A iniciativa reforça uma estratégia de estímulo econômico por meio do crédito direcionado. O mercado deve avaliar se a medida terá desenho fiscalmente neutro ou se ampliará preocupações sobre o uso de instrumentos públicos para impulsionar atividade econômica e popularidade.
Programas somam impacto superior a R$ 113 bilhões
A linha para motoristas de aplicativo e taxistas faz parte de um conjunto mais amplo de iniciativas do governo Lula em 2026. O volume de recursos destinados a programas públicos e linhas de crédito tem impacto estimado superior a R$ 113 bilhões.
Entre as ações estão R$ 52,9 bilhões previstos para o Novo PAC, R$ 21,2 bilhões para a renovação de frota de caminhões e ônibus pelo Move Brasil e os R$ 30 bilhões em financiamento subsidiado para motoristas de aplicativo e taxistas.

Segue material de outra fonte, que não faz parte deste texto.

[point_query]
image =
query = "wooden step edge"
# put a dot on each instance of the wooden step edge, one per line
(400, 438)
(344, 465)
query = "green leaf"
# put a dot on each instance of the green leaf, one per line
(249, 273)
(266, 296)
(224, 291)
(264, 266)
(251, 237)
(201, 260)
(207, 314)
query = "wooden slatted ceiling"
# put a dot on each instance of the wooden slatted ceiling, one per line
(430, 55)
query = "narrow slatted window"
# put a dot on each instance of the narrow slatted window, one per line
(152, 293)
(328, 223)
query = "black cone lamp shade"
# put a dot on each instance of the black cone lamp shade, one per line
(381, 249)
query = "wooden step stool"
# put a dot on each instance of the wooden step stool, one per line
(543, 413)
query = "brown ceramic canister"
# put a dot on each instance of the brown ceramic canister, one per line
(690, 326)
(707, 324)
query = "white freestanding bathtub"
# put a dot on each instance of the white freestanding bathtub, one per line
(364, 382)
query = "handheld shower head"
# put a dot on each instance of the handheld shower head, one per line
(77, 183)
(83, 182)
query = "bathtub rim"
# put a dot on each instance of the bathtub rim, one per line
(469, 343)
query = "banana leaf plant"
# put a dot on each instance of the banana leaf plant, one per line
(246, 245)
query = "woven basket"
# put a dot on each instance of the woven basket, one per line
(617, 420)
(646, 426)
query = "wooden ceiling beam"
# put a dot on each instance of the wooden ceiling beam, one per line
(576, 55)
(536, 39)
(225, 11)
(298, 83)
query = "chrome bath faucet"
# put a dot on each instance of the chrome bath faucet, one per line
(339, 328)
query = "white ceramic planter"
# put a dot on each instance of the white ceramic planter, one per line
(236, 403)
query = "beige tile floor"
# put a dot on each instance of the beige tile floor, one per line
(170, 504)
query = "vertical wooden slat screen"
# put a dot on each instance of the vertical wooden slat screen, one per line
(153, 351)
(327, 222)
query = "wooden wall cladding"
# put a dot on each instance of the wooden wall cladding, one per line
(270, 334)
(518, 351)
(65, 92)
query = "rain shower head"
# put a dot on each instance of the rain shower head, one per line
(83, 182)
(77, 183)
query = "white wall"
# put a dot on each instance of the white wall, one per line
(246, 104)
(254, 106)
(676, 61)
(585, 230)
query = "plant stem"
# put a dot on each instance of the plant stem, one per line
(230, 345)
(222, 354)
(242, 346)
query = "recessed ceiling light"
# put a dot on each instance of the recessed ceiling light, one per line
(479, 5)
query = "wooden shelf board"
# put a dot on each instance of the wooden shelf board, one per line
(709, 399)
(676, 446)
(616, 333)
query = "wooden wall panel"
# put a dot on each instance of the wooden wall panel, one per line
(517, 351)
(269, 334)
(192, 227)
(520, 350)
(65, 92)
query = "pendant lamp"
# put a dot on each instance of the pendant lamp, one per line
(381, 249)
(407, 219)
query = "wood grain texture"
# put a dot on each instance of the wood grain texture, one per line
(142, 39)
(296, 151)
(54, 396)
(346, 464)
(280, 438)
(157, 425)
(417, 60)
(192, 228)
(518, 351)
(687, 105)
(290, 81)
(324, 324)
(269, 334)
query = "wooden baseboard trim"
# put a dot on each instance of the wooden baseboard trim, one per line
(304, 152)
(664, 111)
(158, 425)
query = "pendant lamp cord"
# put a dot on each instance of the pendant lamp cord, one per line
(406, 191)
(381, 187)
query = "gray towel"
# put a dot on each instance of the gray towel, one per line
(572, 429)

O pacote inclui ainda mais de R$ 10 bilhões para subsídios a combustíveis e R$ 4,7 bilhões para ampliação do Gás do Povo.
O movimento ocorre em meio ao esforço do Planalto para acelerar entregas, recuperar popularidade e reforçar a agenda econômica às vésperas da disputa presidencial de 2026. Para o mercado, o ponto central será acompanhar o equilíbrio entre estímulo à atividade, impacto fiscal e sustentabilidade das contas públicas.